# Chapter 7 Survey Data

One major strength of Stata is the ease with which it can analyze data sets arising from complex sample surveys. When working with data collected from a sample with a complex design (anything above and beyond a simple random sample of a population, where the sample design involves clustering and stratification of sampled elements, and multiple stages of sampling), standard statistical analysis procedures that assume a simple random sample (such as everything we’ve discussed so far) will result in very biased estimates of statistics that do not take the design of the sample into account. Two major problems arise when survey data is analyzed without taking the design into account:

1. Representation
2. Variance Estimation

Incorporation of the weights corrects for biased estimates (representation) and the stratification and clustering produces correct variance estimates.

Stata is one of the leaders in terms of statistical software that can perform these types of analyses, and offers a wide variety of commands that will perform design-based analyses of data arising from a sample with a complex design. The basic process consists of two steps (similar to mi), first using svyset to describe the complex survey design, secondly using the svy: prefix to perform analyses.

## 7.1 Definitions

Complex survey design is a massive topic which there are entire departments devoted to (Program at Survey Methodology here at Michigan) and which we offer a separate full day workshop (Survey Design). A simple survey design takes a random sample from the population as a whole. There are various reasons why a simple random sample will not work.

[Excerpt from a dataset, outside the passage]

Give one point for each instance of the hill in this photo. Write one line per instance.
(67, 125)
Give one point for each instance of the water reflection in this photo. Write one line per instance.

• It is often infeasible to do either because of time or cost.
• With smaller sample sizes, it can be difficult to obtain enough individuals in a given subpopulation.
• For some small subpopulations, it may be very difficult to even obtain any individuals in a simple random sample.

A complex survey design allows researchers to consider these limitations and design a sampling pattern to overcome them. Three primary techniques are

• Stratification. Rather than sample all individuals, instead target specific subpopulations and collect from them explicitly. For example, you may stratify by race and aim to collect 50 white, 50 black, 50 Hispanic, etc.
• Clustering. Primarily a cost/time saving measure. Similar to stratification, but instead of sampling from all clusters, you take a random sample of clusters and then sample within them. A typical clustering variable is neighborhood or census tract or school.
• Weighting. If certain sets of characteristics are more or less common, or more or less desired, when randomly sampling individuals, we can down-weight those who we don’t want/are more common, and up-weight those we want/are less common.

For example, we might want to collect data on obesity in school children in Ann Arbor. Rather than randomly sampling across all schools, we cluster by schools and randomly select 3. Then at each of those schools, we stratify by race and take a random sample of all students of each race at each school, weighted by their weight to attempt to capture more overweight students.

One final term is primary sampling unit which is the first level at which we randomized. In this example, that would be schools.

## 7.2 Describing the survey

The general syntax is

svyset <psu> [pweight = <weight>], strata(<strata>)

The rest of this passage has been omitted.